Hi,
I'm trying to update existing fields with new data, and I'm not clear upsert or update API is the way to go (and a little confused on how exactly to implement those, for my use case)
Every week, I run the following: logstash -f C:\ELK\LOGCONF\Statistics.conf
The Statistics.conf file points to a .csv file, populated onto a local path
path => ["C:\cygwin64\home\Admin\Statistics.csv"]
I am using the Date filter in Logstash, since my data changes week to week, and I simply want to have the following weeks values to "update" and fill in the prior entries.
In other words:
On September 17th (call it Week 1), I run the logstash -f C:\ELK\LOGCONF\Statistics.conf
Some values are populated from the .csv, exampled here in the following 4 columns.

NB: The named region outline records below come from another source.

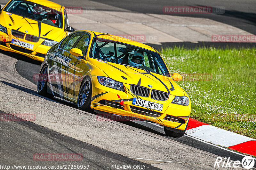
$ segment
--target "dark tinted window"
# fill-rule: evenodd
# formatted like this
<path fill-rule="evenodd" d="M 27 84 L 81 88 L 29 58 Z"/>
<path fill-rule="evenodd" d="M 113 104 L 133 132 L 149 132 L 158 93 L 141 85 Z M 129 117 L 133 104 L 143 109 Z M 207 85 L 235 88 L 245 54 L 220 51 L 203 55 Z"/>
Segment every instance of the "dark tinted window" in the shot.
<path fill-rule="evenodd" d="M 84 34 L 78 42 L 75 48 L 78 48 L 82 50 L 83 54 L 84 55 L 88 47 L 88 44 L 89 43 L 89 36 L 86 34 Z"/>
<path fill-rule="evenodd" d="M 13 0 L 4 8 L 6 12 L 62 28 L 62 13 L 55 10 L 28 1 Z"/>
<path fill-rule="evenodd" d="M 78 33 L 73 34 L 68 40 L 67 41 L 65 45 L 62 46 L 60 46 L 60 48 L 63 50 L 65 50 L 69 52 L 69 50 L 72 48 L 72 47 L 75 44 L 75 43 L 77 39 L 81 36 L 83 33 Z M 61 43 L 62 44 L 62 43 Z"/>

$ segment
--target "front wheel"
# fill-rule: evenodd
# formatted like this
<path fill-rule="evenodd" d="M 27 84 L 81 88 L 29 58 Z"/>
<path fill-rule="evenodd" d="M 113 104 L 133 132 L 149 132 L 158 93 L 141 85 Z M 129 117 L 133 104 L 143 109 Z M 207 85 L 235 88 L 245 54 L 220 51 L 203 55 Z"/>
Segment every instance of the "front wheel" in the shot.
<path fill-rule="evenodd" d="M 79 109 L 89 110 L 92 100 L 92 81 L 86 77 L 81 83 L 77 97 L 77 107 Z"/>
<path fill-rule="evenodd" d="M 184 131 L 179 130 L 175 129 L 164 126 L 164 132 L 165 132 L 166 135 L 172 138 L 180 138 L 185 133 L 185 132 L 187 130 L 187 128 L 188 123 L 187 124 L 185 130 Z"/>
<path fill-rule="evenodd" d="M 42 68 L 39 74 L 37 82 L 37 92 L 40 95 L 52 99 L 54 95 L 47 93 L 47 82 L 48 81 L 48 68 L 45 65 Z"/>

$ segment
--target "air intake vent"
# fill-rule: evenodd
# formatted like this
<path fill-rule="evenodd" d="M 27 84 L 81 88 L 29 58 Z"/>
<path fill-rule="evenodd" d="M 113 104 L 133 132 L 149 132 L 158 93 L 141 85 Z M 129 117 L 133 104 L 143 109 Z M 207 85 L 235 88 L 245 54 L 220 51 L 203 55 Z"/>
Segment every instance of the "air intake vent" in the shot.
<path fill-rule="evenodd" d="M 120 109 L 123 109 L 123 110 L 124 110 L 124 107 L 123 106 L 120 104 L 119 103 L 115 102 L 106 100 L 102 100 L 100 101 L 99 103 L 100 104 L 107 105 L 109 106 L 111 106 L 111 107 Z"/>
<path fill-rule="evenodd" d="M 15 30 L 12 30 L 12 35 L 18 38 L 23 39 L 25 34 Z"/>
<path fill-rule="evenodd" d="M 146 87 L 135 85 L 131 85 L 131 91 L 135 95 L 148 97 L 149 95 L 149 89 Z"/>
<path fill-rule="evenodd" d="M 185 121 L 183 119 L 168 115 L 167 115 L 164 118 L 164 119 L 169 121 L 171 121 L 172 122 L 179 122 L 182 124 L 185 123 Z"/>
<path fill-rule="evenodd" d="M 152 90 L 151 91 L 151 98 L 159 101 L 165 101 L 169 98 L 169 94 L 161 91 Z"/>
<path fill-rule="evenodd" d="M 159 117 L 162 114 L 161 113 L 159 112 L 157 112 L 132 106 L 130 106 L 130 108 L 132 111 L 134 113 L 153 117 Z"/>
<path fill-rule="evenodd" d="M 27 35 L 25 37 L 25 39 L 31 42 L 36 42 L 39 41 L 39 38 L 31 35 Z"/>

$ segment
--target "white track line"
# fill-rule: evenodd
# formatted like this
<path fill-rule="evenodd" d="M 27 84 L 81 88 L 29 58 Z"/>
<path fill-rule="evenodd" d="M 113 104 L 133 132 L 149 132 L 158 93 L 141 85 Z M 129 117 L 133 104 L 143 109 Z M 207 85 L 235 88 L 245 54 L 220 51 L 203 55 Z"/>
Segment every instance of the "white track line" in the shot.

Date strong textScore Conditions Week
Sep-17 10 Good Week-1
Sep-24
Oct-1
On September 24th (call it Week 2),
I run the logstash -f C:\ELK\LOGCONF\Statistics.conf again.
This is what I would like to see below. Basically wanting to just add data/values for prior established column fields extracted from the .csv.
Date Score Conditions Week
Sep-17 10 Good Week-1
Sep-24 20 Better Week-2 (add new data pulled from .csv)
and on this date, again poll the .csv to add the new values
Oct-1 30 Excellent Week-3
Another point to note is that my Elasticsearch is temporarily mobile, so I running Ctrl-C on each weekly logstash -f operation, only to resume the following week with the new data, as the new "weekly-set" of statistics are generated and the .csv is made available.
Again, in this example, on October 1st, I would run the logstash -f command again, and hope to continue incrementally adding data as I go. The problem I am trying to solve, is that currently, when I run the import of a new weeks worth of data, I am getting duplicate documents seen in the Discover tab, irrespective of using the Date or timestamp.
In other words, I get the new data, but I also still have the old entries, so I am left with duplicates everywhere.
Is there a way this can be done, for this use case? Basically, I am wanting to poll a .csv to grab new data into prior established column fields.